Starting in 1941 the streams that fed Mono Lake were diverted for use by the city of Los Angeles. With a yearly evaporation rate of 45 inches (nearly four feet) the lake level quickly dropped, going from an elevation of 6,417 feet above sea level to a low point of 6,372 feet above sea level. The accompanying 31% loss of surface area and 50% loss of water volume had a devastating effect on the estimated two million birds that used the lake each year, as well as causing air quality problems due to the dust from the now-exposed lakebed. In 1994 a court ordered that the lake be returned to a level of 6,392 feet above sea level, but due to droughts in the region the current (2008) level is still only 6,382 feet above sea level.
The lake is believed to have formed 760,000 years ago, although it may be a remnant of a larger lake that formed 1-3 million years ago, thus making it one of the oldest lakes in North America. It is a saline lake with no outlets, fed solely by runoff from the surrounding mountains. One unusual feature of the lake is its many tufa rock formations. These rock towers form when underwater springs rich in calcium mix with the waters of the lake, which are rich in carbonates. The resulting reaction forms limestone. Over time the buildup of limestone forms a tower, and with the drop in lake level the towers have become exposed.
Flora and fauna
Mono Lake is a noted birdwatching destination. Brine shrimp and brine fly larva in the water and brine flies on the shorelines provide abundant food for hungry migrants that stopover to refuel before moving on. Additionally, despite the fact that Negit Island has become land-bridged (and thus accessible to predators) due to lake level decrease, the area's islands remain important breeding areas for birds. Approximately 85% of the state's population of California gulls cross the Sierras each year to breed here, as well as a significant portion of the state's snowy plovers. In addition, between 1.5 to 2 million eared grebes use the lake during migration each year, as well as 80,000 Wilson's phalaropes, 60,000 red-necked phalaropes, and nearly 80 other species of waterbirds.
The lake's food chain begins with algae that bloom in summer months. This algae becomes food for the 4-6 trillion brine shrimp that inhabit the lake, as well as the brine flies that gather on the shoreline. In summer months these flies rise up in black clouds when approached, although luckily they aren't biting insects and thus are not a nuisance to humans.
With little more than desert scrub in the basin, there is no shelter from the elements.
Winds routinely rip through the basin in all seasons. Choking alkali dust clouds can be lifted out of basin by the winds. Usually, the wind direction sends these clouds out to the east away from the most visited parts, but there's no guarantee that the direction won't change and provide you with a much more intimate opportunity to study the clouds firsthand.

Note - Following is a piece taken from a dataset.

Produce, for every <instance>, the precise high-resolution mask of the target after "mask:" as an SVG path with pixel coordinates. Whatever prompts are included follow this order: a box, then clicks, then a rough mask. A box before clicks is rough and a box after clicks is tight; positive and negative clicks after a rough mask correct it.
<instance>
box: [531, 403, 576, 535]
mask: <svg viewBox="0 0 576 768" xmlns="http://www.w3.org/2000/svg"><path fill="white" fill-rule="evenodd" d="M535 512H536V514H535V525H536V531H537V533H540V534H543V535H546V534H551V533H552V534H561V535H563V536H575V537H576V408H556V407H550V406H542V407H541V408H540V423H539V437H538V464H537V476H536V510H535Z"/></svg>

In winter, snow occasionally covers the ground. Chains may be required to get around the basin, and are frequently required to cross the passes to get in and out of the region. State Route 120 is closed just west of US 395 all winter (and often all spring), and is closed east of the South Tufa area for much of the winter too.
In summer, if the wind stops suddenly, a cold day can suddenly turn into a scorcher.
The primary access to Mono Lake is provided by Highway 395, which runs north and south along the Eastern Sierra. During the summer months the lake can also be reached from Yosemite National Park using Highway 120 (Tioga Pass), but this route closes with the year's first snowfall and doesn't re-open until the following May or June.
There is a $3 per person fee to visit the South Lake region, unless you have a National Parks pass or senior pass. The County Park on the Northwest side does not have a fee, but the primary interest in that area are the birds.
Mono Lake can be a challenging environment for boaters - the high salt content of the lake, strong winds, and submerged rock formations combine to test the skills of boaters. Most boaters exit the lake by early afternoon to avoid the rough winds that are common. Due to the lake conditions, canoes and kayaks are the most popular types of craft for venturing out on the lake. Boaters should also be aware that from April 1 through August 1 the lake's islands are closed to protect nesting birds.
Naturalist-led walks are offered daily in the summer by the forest service, the state reserve staff, and the Mono Lake Committee. In addition, the Mono Lake Committee offers three-day seminars covering topics from geology, human history, and wildlife of the Mono Lake area.
Supplies and other necessities can be purchased in the town of Lee Vining. Gas is available year-round, but many establishments are open only during the summer season.
There is a very popular restaurant at the corner of highway 120 and 395 that is part of a Mobile Gas station. Given the remoteness it is quite nice and recently remodeled. On a weeknight expect to see as many as 30 other diners enjoying the views overlooking the lake. Food is standard grill fare, and due to the somewhat limited off-season options this stop may be the best bet in the area.
Drinking water is available at the visitor centers. For stronger fare the town of Lee Vining has seasonal options.
Since this is a preserve, no camping is permitted anywhere within the Mono Lake Scenic Area.
Lodging is available within the city of Lee Vining, some of which overlook the lake.